いよいよ最終回を迎えた『ギークス~警察署の変人たち~』。事件解決後、いつもの居酒屋で、変わらぬ会話を交わす3人ののんびりとした日々は、これからも続いていく。しかし私たちは、この温かな木曜の夜の風景をもう見られないと思うと、胸に何とも言えない寂しさが残る。

本作は、好奇心旺盛で、卓越した知識や技術を持ちながら、それぞれ異なる形で人間関係に苦手意識を抱く3人をポップに描きつつ、その根底では「無理にわかりあわなくてもいい」という静かなメッセージを伝えていたように思う。

例えば、基山の一人暮らし決意に見られるように、家族の問題を全て背負わずとも、各々が自立することで互いを支え合う道もある。西条が父親のことで行き詰まった時には、安達がそっとヒントをくれた。吉良と馬場園市長(ウエンツ瑛士)の関係性の変化もそうだ。無理に分かり合えなくても、ありのままの自分でいても、誰かがほんの少し寄り添ってくれる。そんなゆるっとした安心感が、本作には終始漂っていたように思う。

そしてそれは、本作を作り上げた演者やスタッフの中にも流れていた空気なのかもしれない。クランクアップを迎えた松岡茉優は「この現場の一番好きなところは、会社で言うところの上司部下にあたる人たちが、その垣根を越えてフラットに接しているところでした。各部が各部に敬意を持っているから、学校のような青春感が保たれていたのかなと思います」とコメントを残していた。

互いに敬意を持ちつつも、飾らずに接するという姿勢。それこそが、“ギーク”な3人が教えてくれた、人間関係をほんの少し豊かにする秘訣なのだろう。井戸端会議とまでは言わずとも、ちょっとした雑談ができる誰かがいる日常。そんな自分の周りにある小さな幸せに、改めて気付かされた気がした。
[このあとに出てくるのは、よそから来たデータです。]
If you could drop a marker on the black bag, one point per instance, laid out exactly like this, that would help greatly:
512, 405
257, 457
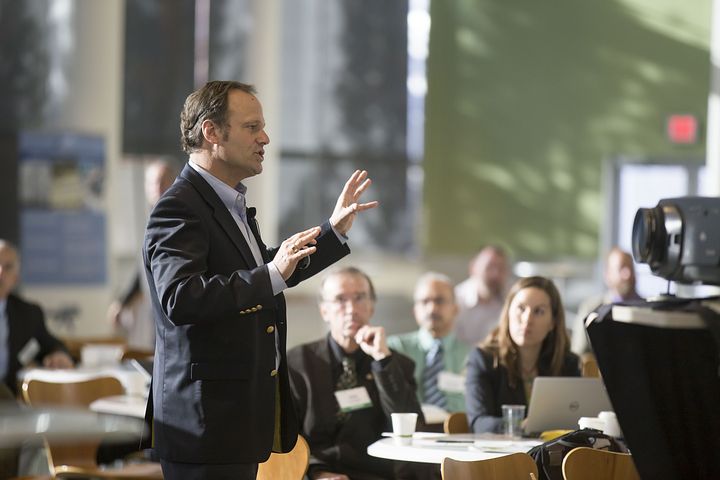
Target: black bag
549, 455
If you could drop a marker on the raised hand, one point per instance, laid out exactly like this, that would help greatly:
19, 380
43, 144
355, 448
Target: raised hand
372, 340
294, 249
347, 206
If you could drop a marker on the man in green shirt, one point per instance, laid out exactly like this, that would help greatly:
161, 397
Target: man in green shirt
439, 357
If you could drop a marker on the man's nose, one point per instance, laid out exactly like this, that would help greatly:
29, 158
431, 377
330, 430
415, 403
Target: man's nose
264, 138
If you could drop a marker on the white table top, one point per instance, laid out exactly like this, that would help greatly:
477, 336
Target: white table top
133, 381
127, 405
21, 424
429, 447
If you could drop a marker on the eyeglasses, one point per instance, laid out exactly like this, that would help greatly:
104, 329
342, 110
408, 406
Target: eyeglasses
359, 299
202, 112
439, 301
『ギークス~警察署の変人たち~』は、その独特の世界観と温かい人間ドラマで、多くの視聴者に愛された作品となった。最終回を迎え、3人のこれからが楽しみになる一方で、寂しさも感じさせる。しかし、彼らの物語は、私たちの心に深く刻まれ、これからも温かい思い出として残り続けることだろう。